Zusammenfassung der Herausforderungen und Lösungen bei OBI

  • OBI ist ein signifikanter Risikofaktor für die Übertragung von HBV durch Bluttransfusionen. Besonders in Regionen mit hoher HBV-Endemizität stellt dies ein erhebliches Risiko für Patienten dar, die sich Bluttransfusionen oder Organtransplantationen unterziehen.
  • NATs spielen eine entscheidende Rolle bein Nachweis von OBI und tragen zur Minimierung des Risikos einer HBV-Übertragung durch Transfusionen bei.
  • Generell müssen die Strategien und Algorithmen für Bluttests auf HBV, sowie das Kosten-Nutzen-Verhältnis der Testverfahren anhand der HBV-Prävalenzdaten spezifischer Länder und Blutspendeeinrichtungen bewertet werden.

Literaturverzeichnis

  1. Esposito A, Sabia C, Iannone C, et al.
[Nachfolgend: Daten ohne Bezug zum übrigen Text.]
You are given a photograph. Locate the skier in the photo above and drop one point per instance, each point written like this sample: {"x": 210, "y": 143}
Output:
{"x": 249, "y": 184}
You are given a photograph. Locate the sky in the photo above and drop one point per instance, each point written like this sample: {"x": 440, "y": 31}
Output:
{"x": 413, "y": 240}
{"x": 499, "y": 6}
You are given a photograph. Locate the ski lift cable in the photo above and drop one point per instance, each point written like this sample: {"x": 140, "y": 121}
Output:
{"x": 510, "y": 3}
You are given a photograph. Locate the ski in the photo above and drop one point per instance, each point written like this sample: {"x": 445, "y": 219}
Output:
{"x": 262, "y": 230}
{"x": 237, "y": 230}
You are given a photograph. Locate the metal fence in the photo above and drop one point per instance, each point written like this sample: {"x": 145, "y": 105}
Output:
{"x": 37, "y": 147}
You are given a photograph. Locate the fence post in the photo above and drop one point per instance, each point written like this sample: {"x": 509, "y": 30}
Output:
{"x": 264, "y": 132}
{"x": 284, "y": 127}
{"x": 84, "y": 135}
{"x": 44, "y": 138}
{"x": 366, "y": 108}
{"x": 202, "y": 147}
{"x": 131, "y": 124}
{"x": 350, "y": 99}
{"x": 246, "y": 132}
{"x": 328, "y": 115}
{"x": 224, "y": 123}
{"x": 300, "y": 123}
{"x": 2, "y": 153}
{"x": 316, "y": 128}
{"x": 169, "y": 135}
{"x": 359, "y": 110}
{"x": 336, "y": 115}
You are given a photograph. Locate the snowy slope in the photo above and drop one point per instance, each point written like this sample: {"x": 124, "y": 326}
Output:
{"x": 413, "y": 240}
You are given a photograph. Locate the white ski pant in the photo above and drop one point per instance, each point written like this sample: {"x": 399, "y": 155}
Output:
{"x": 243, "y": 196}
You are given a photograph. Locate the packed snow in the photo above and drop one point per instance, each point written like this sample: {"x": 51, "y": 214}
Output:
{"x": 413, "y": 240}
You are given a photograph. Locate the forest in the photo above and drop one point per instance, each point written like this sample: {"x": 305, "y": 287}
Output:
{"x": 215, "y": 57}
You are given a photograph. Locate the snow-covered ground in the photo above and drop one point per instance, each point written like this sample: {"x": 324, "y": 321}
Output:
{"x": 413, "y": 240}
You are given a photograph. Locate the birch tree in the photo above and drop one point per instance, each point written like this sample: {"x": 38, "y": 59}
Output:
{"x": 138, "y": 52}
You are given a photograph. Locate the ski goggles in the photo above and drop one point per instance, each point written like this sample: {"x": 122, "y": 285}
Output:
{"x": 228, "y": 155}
Occult hepatitis infection in transfusion medicine: screening policy and assessment of current use of anti-HBc testing. Transfus Med Hemother 2017;44:263–72.
  2. Raimondo G, Allain JP, Brunetto MR, et al. Statements from the Taormina expert meeting on occult hepatitis B virus infection. J Hepatol 2008;49:652–7.
  3. Kwak MS, Kim YJ. Occult hepatitis B virus infection. World J Hepatol 2014;6:860–9.
  4. Allain JP, Mihaljevic I, Gonzalez-Fraile MI et al. Infectivity of blood products from donors with occult hepatitis B virus infection. Transfusion 2013;53:1405–15.
  5. Brojer E, Grabarczyk P, Liszewski G et al. Characterization of HBV DNA+/HBsAg– blood donors in Poland identified by triplex NAT. Hepatology 2006;44:1666–74.
  6. Dodd RY, Nguyen ML, Krysztof DE et al. Blood donor testing for hepatitis B virus in the United States: is there a case for continuation of hepatitis B surface antigen detection? Transfusion 2018;58:2166–70.
  7. Vermeulen M, Dickens C, Lelie N et al. Hepatitis B virus transmission by blood transfusion during 4 years of individual-donation nucleic acid testing in South Africa: estimated and observed window period risk. Transfusion 2012;52:880–92.